Garcia-Martinez, on the other hand, is critical of DeSantis’s approach. She stopped short of endorsing a mask mandate, but said the governor should push harder to encourage mask-wearing in the name of public safety.

“I’ve always been a Republican, but I totally disagree with this governor,” she said. “We don’t want to just mandate something, but the reality is, you don’t want to lose families to this virus.”

Hialeah mayoral candidate Isis Garcia-Martinez, left, leaves some signs for a supporter on Sept. 24, 2021.
Hialeah mayoral candidate Isis Garcia-Martinez, left, leaves some signs for a supporter on Sept. 24, 2021.

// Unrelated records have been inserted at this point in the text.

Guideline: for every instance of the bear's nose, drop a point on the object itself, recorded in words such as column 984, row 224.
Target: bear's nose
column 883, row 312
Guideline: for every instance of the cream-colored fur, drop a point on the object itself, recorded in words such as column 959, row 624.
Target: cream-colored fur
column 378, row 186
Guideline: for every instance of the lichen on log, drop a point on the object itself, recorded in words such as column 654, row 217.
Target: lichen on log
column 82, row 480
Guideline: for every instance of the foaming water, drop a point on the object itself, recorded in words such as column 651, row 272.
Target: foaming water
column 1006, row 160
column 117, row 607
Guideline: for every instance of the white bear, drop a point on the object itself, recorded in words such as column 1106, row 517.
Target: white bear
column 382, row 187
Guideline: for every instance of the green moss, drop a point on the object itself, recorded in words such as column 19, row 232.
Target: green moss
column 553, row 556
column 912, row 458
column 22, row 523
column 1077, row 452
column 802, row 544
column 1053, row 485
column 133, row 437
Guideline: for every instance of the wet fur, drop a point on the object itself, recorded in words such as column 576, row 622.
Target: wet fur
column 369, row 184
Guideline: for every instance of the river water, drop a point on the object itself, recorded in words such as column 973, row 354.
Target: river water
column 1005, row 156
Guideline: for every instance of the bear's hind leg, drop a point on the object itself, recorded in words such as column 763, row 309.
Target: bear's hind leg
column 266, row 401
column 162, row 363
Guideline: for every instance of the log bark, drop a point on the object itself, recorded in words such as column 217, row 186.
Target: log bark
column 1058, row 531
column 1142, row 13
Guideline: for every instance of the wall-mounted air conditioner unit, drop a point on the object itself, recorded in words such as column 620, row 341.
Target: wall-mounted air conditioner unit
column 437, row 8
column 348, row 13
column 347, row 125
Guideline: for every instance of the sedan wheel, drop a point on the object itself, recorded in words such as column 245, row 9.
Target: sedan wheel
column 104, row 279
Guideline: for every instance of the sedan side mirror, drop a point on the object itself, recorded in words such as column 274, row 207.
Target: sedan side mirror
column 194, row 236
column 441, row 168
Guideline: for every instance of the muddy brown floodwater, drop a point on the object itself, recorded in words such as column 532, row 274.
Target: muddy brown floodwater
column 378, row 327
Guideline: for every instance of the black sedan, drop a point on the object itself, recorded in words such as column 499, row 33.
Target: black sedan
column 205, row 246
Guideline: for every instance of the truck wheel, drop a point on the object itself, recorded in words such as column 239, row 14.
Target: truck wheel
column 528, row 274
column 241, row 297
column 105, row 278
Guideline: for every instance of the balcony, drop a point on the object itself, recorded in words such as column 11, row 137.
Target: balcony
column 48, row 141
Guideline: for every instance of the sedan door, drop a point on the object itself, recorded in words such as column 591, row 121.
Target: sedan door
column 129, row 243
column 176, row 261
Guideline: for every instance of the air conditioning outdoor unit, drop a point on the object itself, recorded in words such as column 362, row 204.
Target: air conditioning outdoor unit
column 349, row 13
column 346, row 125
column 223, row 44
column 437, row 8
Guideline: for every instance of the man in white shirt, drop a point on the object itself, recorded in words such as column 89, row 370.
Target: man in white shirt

In taking shots at DeSantis, Garcia-Martinez seemed to be following the lead of Hernández, who has waged several public battles with the governor over his handling of the pandemic — and over his decision to exclude the mayor of Florida’s sixth-largest city from certain COVID-related public appearances.

Bovo is hoping for an endorsement from DeSantis, who encouraged him to run for mayor in February before Bovo had announced his candidacy. Bovo told the Herald a formal endorsement from the governor could be coming soon; a spokeswoman for DeSantis declined to comment.

“Carlos [Hernández] has his style and I have my style. My style won’t be to run to the media and criticize the governor,” said Bovo, adding that he would instead leverage his relationships with state leaders to open a dialogue about conflicts.

Whoever wins will have the power to shape Hialeah’s future. Hernández, after 10 years of wielding that power, said he might take a back seat as Bovo and Garcia-Martinez continue to hit the streets.

“I think my endorsement would mean a lot,” he said. “But I’ve been very clear with both Isis and Steve from the beginning: Their job is to sell themselves to the citizens of Hialeah.”